Doug Wimbish - Cinema Sonics

Genre: Jazz-Rock
Label:Yellowbird/Enja (Soulfood)
CD, VÖ: - 25.04.2008

Es ist schon erstaunlich, dass ein Mann wie Doug Wimbish auf einem Jazz-Label veröffentlicht, auf traditionsreiche Jazzfestivals eingeladen wird und überhaupt in den eher intellektuellen Kreisen dieses Genres so viel Beachtung findet. Wo er doch eigentlich ein erdiger Rocker ist, ein Mann des harten Slap-Bass, einer der einst mit Grandmaster Flash, Living Colour, Headfake oder Tackhead ordentlich auf die Kacke gehauen hat, sich als ein Enfant Terrible des Jazz-Rock zu etablieren wusste. Aber vielleicht ist er ja auch gerade deshalb auf diesem Sektor so beliebt, weil er den verborgenen Schweinerocker in den manchmal etwas vergeistigten Jazzgurus anspricht. Und wer vor Ort genau hinsieht, entdeckt die glänzenden Augen der Zuschauer, wenn Doug auf der Bühne wieder mal als 4-saitiges Rumpelstilzchen die Wutz rauslässt. Nun also sein zweites Solo-Album. Ein kompaktes Werk mit viel Dampf im Kessel.
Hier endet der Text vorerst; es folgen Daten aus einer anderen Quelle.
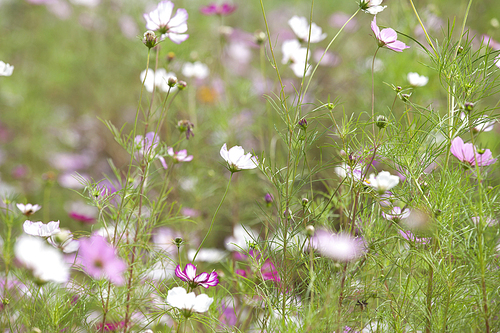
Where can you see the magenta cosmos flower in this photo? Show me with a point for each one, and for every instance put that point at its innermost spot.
(100, 260)
(161, 20)
(215, 9)
(467, 153)
(388, 38)
(189, 275)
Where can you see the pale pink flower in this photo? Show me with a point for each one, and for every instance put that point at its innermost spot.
(467, 153)
(387, 37)
(161, 20)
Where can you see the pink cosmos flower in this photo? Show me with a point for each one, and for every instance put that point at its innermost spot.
(467, 153)
(339, 247)
(387, 37)
(99, 259)
(215, 9)
(189, 275)
(180, 156)
(161, 20)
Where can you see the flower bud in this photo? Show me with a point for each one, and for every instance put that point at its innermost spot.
(468, 106)
(172, 81)
(181, 85)
(259, 37)
(150, 39)
(310, 231)
(303, 123)
(381, 122)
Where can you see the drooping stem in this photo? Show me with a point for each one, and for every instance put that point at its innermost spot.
(213, 218)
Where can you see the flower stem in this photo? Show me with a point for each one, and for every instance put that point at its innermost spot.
(213, 219)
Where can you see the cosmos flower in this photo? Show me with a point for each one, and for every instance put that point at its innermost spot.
(468, 154)
(237, 160)
(301, 27)
(179, 298)
(371, 6)
(6, 69)
(189, 275)
(99, 259)
(215, 9)
(417, 80)
(161, 20)
(383, 182)
(45, 262)
(339, 247)
(180, 156)
(40, 229)
(387, 37)
(28, 209)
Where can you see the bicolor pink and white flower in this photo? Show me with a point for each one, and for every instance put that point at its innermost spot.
(179, 298)
(371, 6)
(189, 275)
(28, 209)
(387, 38)
(237, 160)
(41, 229)
(161, 20)
(179, 156)
(100, 261)
(300, 27)
(468, 154)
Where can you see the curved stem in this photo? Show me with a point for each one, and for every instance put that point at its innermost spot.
(213, 219)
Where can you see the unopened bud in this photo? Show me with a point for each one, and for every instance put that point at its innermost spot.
(381, 122)
(310, 231)
(181, 85)
(468, 106)
(172, 81)
(259, 37)
(150, 39)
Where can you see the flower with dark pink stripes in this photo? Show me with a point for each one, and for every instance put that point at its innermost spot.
(189, 275)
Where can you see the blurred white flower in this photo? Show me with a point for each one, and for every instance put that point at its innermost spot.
(371, 6)
(237, 160)
(297, 56)
(6, 69)
(28, 209)
(300, 27)
(197, 70)
(46, 263)
(417, 80)
(40, 229)
(384, 181)
(178, 298)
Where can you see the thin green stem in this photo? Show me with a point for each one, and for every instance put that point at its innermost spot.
(213, 219)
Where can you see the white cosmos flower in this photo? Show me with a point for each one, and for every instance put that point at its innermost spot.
(237, 160)
(417, 80)
(178, 298)
(28, 209)
(197, 70)
(6, 69)
(40, 229)
(46, 263)
(371, 6)
(383, 182)
(300, 27)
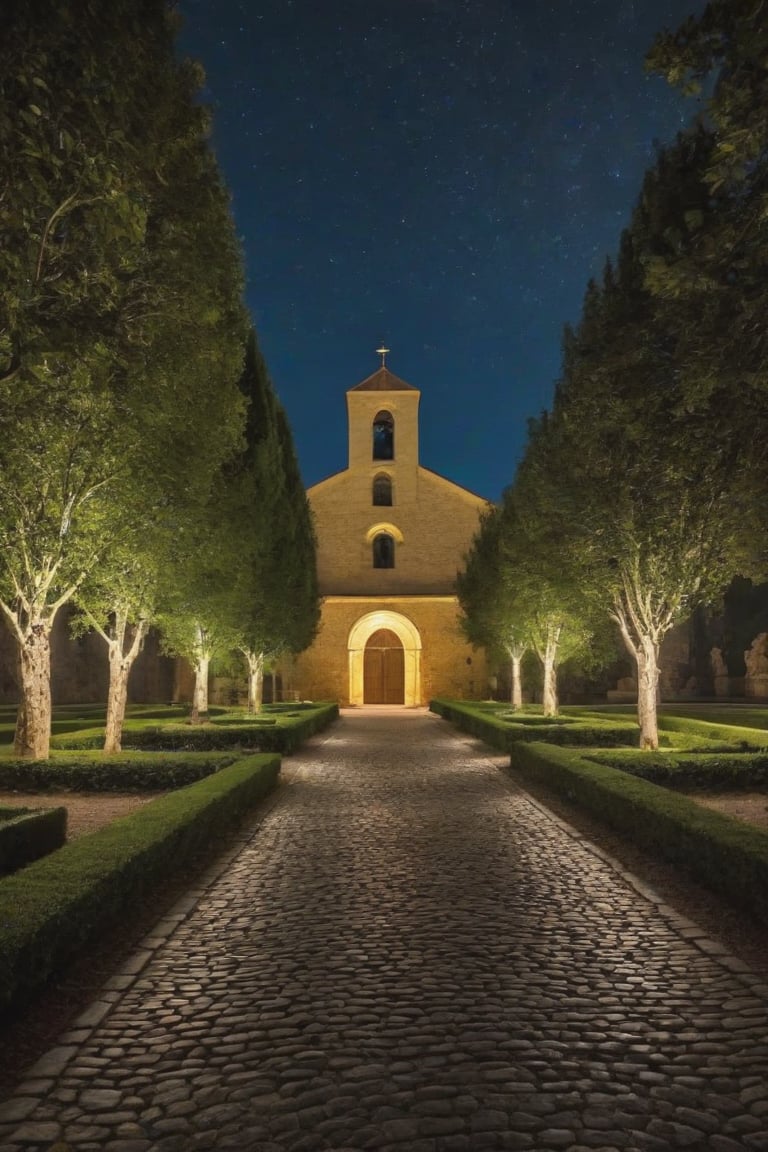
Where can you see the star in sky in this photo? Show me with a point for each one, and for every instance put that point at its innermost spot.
(442, 176)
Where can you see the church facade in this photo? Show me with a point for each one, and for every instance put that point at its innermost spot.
(392, 536)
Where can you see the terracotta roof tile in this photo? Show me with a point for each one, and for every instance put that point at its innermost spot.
(383, 380)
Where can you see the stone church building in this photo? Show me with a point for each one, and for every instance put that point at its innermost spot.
(392, 536)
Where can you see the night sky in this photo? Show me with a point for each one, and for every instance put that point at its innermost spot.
(439, 175)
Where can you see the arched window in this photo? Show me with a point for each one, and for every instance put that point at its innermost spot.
(383, 437)
(382, 491)
(383, 551)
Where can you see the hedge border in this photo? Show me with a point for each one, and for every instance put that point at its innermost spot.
(282, 737)
(28, 833)
(55, 907)
(725, 855)
(506, 735)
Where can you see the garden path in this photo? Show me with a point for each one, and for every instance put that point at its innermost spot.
(407, 953)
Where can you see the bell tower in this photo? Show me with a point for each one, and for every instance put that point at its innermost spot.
(383, 433)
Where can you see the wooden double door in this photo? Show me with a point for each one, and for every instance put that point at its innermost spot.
(383, 669)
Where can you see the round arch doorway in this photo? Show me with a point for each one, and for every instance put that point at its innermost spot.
(385, 660)
(383, 668)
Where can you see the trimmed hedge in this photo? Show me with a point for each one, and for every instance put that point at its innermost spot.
(691, 771)
(725, 855)
(28, 833)
(705, 729)
(283, 736)
(122, 773)
(60, 904)
(491, 725)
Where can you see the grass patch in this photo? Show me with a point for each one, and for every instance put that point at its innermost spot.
(501, 728)
(27, 833)
(283, 730)
(720, 771)
(58, 906)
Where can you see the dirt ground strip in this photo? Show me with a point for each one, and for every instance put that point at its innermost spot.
(85, 812)
(407, 952)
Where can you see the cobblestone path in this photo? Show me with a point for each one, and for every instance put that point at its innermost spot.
(409, 954)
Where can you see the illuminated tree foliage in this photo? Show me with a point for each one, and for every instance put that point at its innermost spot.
(276, 592)
(492, 614)
(516, 596)
(120, 304)
(246, 580)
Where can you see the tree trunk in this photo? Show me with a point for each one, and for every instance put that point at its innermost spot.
(549, 689)
(120, 666)
(32, 735)
(516, 690)
(202, 667)
(549, 664)
(255, 680)
(647, 665)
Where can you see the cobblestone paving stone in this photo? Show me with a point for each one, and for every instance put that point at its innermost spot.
(410, 954)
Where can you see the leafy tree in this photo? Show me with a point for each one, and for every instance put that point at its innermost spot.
(119, 601)
(644, 493)
(276, 591)
(492, 614)
(120, 304)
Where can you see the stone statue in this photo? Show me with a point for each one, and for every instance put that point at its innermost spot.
(717, 664)
(755, 658)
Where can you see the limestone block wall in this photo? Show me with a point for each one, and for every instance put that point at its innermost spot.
(448, 665)
(433, 522)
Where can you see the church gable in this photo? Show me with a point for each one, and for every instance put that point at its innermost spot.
(385, 524)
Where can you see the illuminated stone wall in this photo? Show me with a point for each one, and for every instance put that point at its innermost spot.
(432, 521)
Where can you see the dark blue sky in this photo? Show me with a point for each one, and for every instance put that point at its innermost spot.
(441, 175)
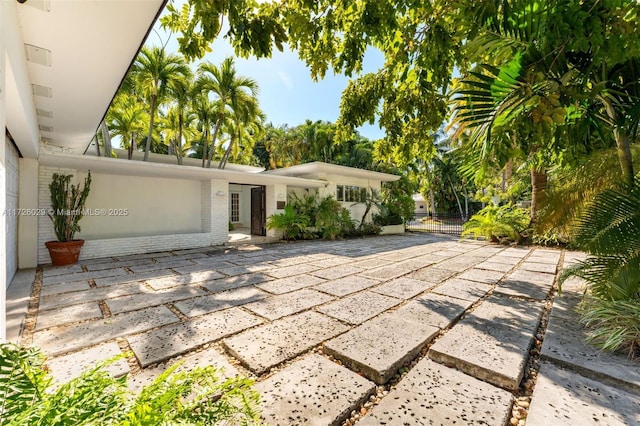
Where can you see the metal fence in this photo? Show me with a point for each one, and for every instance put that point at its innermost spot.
(441, 223)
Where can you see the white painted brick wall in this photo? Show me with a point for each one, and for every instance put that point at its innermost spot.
(215, 220)
(205, 206)
(219, 212)
(45, 226)
(134, 245)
Und mit Mitstreitern, die eher für Hard- als für Softcore stehen: Skip McDonald, Gitarre, Keith Leblanc, Milan Cimfe und Will Calhoun am Hammer-Schlagzeug, Bernard Fowler mit der Rocky-Horror-Stimme. Adrian Sherwood mischt und bearbeitet schließlich das ganze in einem „creative ambiance & psycho mix”. Es macht keinen Sinn, dieses Album als leise Hintergrundmusik laufen zu lassen. „CinemaSonics” gebührt eine Lautstärke, die auch dem Nachbarn die Chance zum Mithören gibt. Nur dann kommt zur Geltung, was diese Mucke ausmacht: gefährlicher FunkPunkRockDub mit der Lizenz zum Headbanging. Ungefähr nach der halben Spielzeit darf allerdings verschauft werden. Aber auch dann wird noch ausreichend und kunstvoll elektronisch im Sinne von On-U-Produktionen nachgewürzt und es zeigt sich, dass der Bass-Funker durchaus auch die hohe Kunst des melodiösen Zupfens zwischen Pop, OuterSpace und Chill-Room versteht, garniert mit Flöten, Saxophon und der Massive Attack Sängerin Shara Nelson. Fazit: Sehr cool und definitiv besser als das Debut-Album.